Doug Curtis, 43, of 70 Fairmont Avenue doesn't describe himself as very goal-oriented. Rather, he says he's more of a 'meager beaver' than a go-getter.
"Yeah, uh, whatever." seems to be his daily mantra.
Curtis was able to demonstrate his newfound "passion" at a recent house fire. He arrived, half-eaten box of Krispy Kreme doughnuts in hand, to 626 Euclid Avenue, a mere forty-two minutes after the blaze had been brought under control by the Newark Fire Department.
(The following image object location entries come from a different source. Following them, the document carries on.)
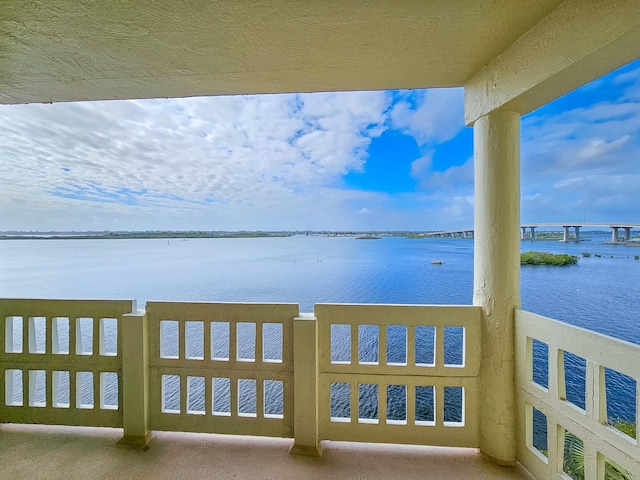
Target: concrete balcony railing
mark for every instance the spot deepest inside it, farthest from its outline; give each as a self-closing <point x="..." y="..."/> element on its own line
<point x="207" y="367"/>
<point x="363" y="373"/>
<point x="606" y="451"/>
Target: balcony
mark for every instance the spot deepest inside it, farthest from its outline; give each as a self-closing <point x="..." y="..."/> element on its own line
<point x="103" y="363"/>
<point x="268" y="372"/>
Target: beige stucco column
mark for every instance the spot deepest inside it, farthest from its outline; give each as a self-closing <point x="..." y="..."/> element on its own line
<point x="496" y="139"/>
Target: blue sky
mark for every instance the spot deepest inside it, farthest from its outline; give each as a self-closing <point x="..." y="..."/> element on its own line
<point x="395" y="160"/>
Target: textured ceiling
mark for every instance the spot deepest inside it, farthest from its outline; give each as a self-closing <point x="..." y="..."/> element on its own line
<point x="65" y="50"/>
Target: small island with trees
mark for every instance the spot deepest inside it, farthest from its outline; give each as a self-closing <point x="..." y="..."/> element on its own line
<point x="545" y="258"/>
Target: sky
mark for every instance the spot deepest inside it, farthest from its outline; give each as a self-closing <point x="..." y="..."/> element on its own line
<point x="389" y="160"/>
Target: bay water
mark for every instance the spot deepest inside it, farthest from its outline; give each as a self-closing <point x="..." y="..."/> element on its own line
<point x="601" y="293"/>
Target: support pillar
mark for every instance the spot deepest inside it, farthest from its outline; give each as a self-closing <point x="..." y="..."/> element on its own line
<point x="614" y="234"/>
<point x="497" y="275"/>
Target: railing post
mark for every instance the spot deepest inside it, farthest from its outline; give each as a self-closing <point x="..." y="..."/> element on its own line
<point x="135" y="379"/>
<point x="305" y="386"/>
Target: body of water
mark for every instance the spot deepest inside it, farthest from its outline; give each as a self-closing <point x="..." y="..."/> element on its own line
<point x="600" y="293"/>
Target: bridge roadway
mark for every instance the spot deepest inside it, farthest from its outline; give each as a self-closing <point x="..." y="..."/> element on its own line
<point x="615" y="230"/>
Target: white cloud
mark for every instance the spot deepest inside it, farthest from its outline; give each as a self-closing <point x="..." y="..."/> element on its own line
<point x="437" y="117"/>
<point x="196" y="157"/>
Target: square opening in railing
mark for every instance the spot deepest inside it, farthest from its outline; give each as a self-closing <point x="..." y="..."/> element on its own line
<point x="108" y="390"/>
<point x="425" y="405"/>
<point x="340" y="402"/>
<point x="368" y="344"/>
<point x="454" y="406"/>
<point x="425" y="341"/>
<point x="572" y="456"/>
<point x="539" y="368"/>
<point x="13" y="387"/>
<point x="340" y="343"/>
<point x="37" y="334"/>
<point x="574" y="387"/>
<point x="60" y="335"/>
<point x="368" y="403"/>
<point x="613" y="471"/>
<point x="84" y="336"/>
<point x="454" y="342"/>
<point x="195" y="395"/>
<point x="170" y="394"/>
<point x="169" y="339"/>
<point x="247" y="393"/>
<point x="537" y="439"/>
<point x="397" y="345"/>
<point x="396" y="404"/>
<point x="37" y="388"/>
<point x="621" y="395"/>
<point x="60" y="389"/>
<point x="272" y="340"/>
<point x="194" y="340"/>
<point x="220" y="341"/>
<point x="221" y="397"/>
<point x="13" y="334"/>
<point x="273" y="399"/>
<point x="108" y="337"/>
<point x="246" y="341"/>
<point x="84" y="390"/>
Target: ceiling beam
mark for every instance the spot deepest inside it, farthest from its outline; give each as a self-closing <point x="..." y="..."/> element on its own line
<point x="578" y="42"/>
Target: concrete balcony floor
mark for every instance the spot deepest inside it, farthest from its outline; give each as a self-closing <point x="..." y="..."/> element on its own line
<point x="39" y="452"/>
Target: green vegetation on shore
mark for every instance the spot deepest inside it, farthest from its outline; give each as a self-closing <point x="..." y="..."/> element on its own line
<point x="545" y="258"/>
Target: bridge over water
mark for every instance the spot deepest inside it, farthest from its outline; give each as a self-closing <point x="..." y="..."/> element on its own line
<point x="615" y="231"/>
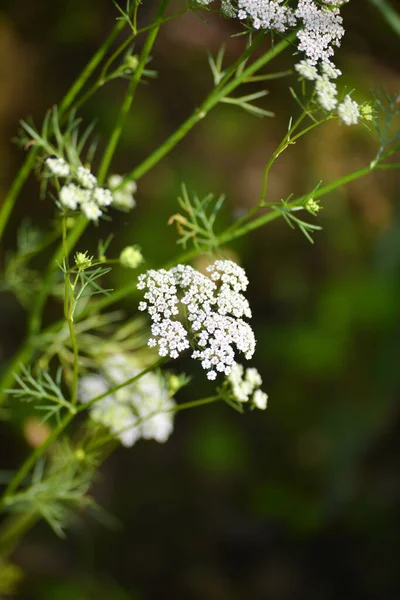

Curtis tugged on a neon-yellow safety vest borrowed by neighbor and Wal Mart employee Jess Runnels and offered up the three remaining sour cream crullers.
"Hey guys, brought some, uh, refreshments."
Photo of Curtis. |
Hardened glances from the EMTs carefully tending to the lifeless body of homeowner Muriel Sykes followed.
"O-M-G. Is she, like, dead?"
Curtis then dropped the box, and ran for the bushes, holding back his stomach contents in vain.
"He shows up an hour late, with a wrinkly bag of Cheetos, some flat Diet Dr. Peppers, and thinks he's some kind of hero?" shrugged police sergeant Hiawatha Cougar-Mellencamp "If that's the case, then remind me to give my good-for-nothing 14-year old son a medal when I get home tonight."